Zachary seems to be unfamiliar with the fifty years of progressive thinking on this difficult question, and has come up with a framework for intervention over a chat in Zimbabwe.
The result is that, like 99 percent of those who call themselves "liberal interventionists," he's advocating what amounts to progressive cover for imperial hubris.
Again, I'm limited by time, so let me point out the two truly fatal flaws in his argument. First, he suggests that it is the United States that should lead the way in intervening. By not even mentioning multilateralism, the implication is we should do it alone if need be. Under international law only the United Nations Security Council can authorize such an action, and for a host of very good reasons, not least of which is the temptation for powerful states to use humanitarian excuses to topple ideological opponents.
Second, and just as bad, he suggests an ad hoc approach on when to intervene, and he gives us some subjective criteria to guide us. There are some terrible governments that we need to endure, he says, and others that clearly need to go. This invites a domestic debate about each and every potential intervention. When the left wins the debate, Sudan's government will go, when the right wins, it'll be Hugo Chavez. This is a recipe for disaster.Theoretically, I'm a liberal interventionist myself. That is, I agree with the principle that national sovereignty shouldn't give governments impunity to commit crimes against humanity. I agree, in principle, in using force to prevent that from happening.
Where I break with most interventionists is that I don't believe the institutions needed to apply those principles are mature enough to fulfill that mandate (and the current administration is doing everything in its power to weaken them). I'm talking about the ICC, of course, but I'm also talking about the UN. The UN is the only body that can confer broad multilateral legitimacy on a humanitarian intervention, but its hands are inevitably tied. Sudan has deals with China, Pakistan is our ally and Russia has a relationship with some of the worst regimes in Central Asia and Eastern Europe. We need to reform the Security Council so that the five Permanent Members can't veto intervention in a place like Sudan. We need to create institutions that don't yet exist, like a United Nations rapid response force.
The international community needs to devote more resources to post-conflict reconstruction. We need to do more towards conflict prevention so that we don't need to intervene in the first place. Saying let's topple this or that government is fine and dandy but it's morally unconscionable if peace-building and nation-building don't follow, and historically they have not (or at least have not done so adequately).
Until humanity gets its act together, humanitarian intervention will be done on a piecemeal basis, it'll be done badly, or it won't be done at all in places like Sudan where it's a no-brainer. And, until then, I'll be a liberal interventionist who looks quite like an isolationist on the surface.
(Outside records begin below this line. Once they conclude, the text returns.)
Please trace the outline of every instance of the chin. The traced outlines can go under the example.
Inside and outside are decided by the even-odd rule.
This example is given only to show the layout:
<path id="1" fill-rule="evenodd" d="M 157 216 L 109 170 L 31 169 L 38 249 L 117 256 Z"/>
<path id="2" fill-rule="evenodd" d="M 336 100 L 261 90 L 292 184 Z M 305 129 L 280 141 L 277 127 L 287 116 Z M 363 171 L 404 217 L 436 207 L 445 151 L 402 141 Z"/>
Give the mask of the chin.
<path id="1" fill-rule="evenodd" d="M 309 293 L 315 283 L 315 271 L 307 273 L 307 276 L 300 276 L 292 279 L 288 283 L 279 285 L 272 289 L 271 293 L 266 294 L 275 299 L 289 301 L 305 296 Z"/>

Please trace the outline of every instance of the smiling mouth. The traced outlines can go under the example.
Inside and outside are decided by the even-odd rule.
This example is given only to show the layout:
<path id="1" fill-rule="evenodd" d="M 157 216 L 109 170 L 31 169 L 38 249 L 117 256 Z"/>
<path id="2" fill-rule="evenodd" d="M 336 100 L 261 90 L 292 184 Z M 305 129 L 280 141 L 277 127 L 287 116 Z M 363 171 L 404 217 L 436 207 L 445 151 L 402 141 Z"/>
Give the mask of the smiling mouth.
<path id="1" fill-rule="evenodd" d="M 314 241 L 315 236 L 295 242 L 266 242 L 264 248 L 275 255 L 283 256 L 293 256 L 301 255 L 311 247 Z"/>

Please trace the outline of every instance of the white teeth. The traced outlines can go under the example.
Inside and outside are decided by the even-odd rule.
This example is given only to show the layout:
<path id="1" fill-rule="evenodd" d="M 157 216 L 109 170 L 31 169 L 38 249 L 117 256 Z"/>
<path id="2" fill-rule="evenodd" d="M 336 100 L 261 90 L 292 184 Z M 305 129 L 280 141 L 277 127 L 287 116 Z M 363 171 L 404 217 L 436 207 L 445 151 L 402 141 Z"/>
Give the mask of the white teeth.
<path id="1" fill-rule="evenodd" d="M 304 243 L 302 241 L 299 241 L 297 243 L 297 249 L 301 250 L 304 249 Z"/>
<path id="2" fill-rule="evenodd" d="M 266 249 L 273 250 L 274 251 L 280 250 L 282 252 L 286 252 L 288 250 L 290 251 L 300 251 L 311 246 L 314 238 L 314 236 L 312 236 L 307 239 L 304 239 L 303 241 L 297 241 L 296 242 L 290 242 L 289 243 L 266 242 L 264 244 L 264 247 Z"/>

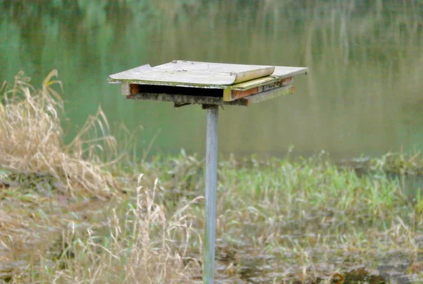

Let me now leave you with a more credible Good Guys Guide to Overthrowing Governments: the executive summary of the UN Commission on Intervention and State Sovereignty's landmark report, "The Responsibility to Protect" (PDF):
THE RESPONSIBILITY TO PROTECT:
CORE PRINCIPLES
(1) Basic Principles
A. State sovereignty implies responsibility, and the primary responsibility for the protection of its people lies with the state itself. B. Where a population is suffering serious harm, as a result of internal war, insurgency, repression or state failure, and the state in question is unwilling or unable to halt or avert it, the principle of non-intervention yields to the international responsibility to protect.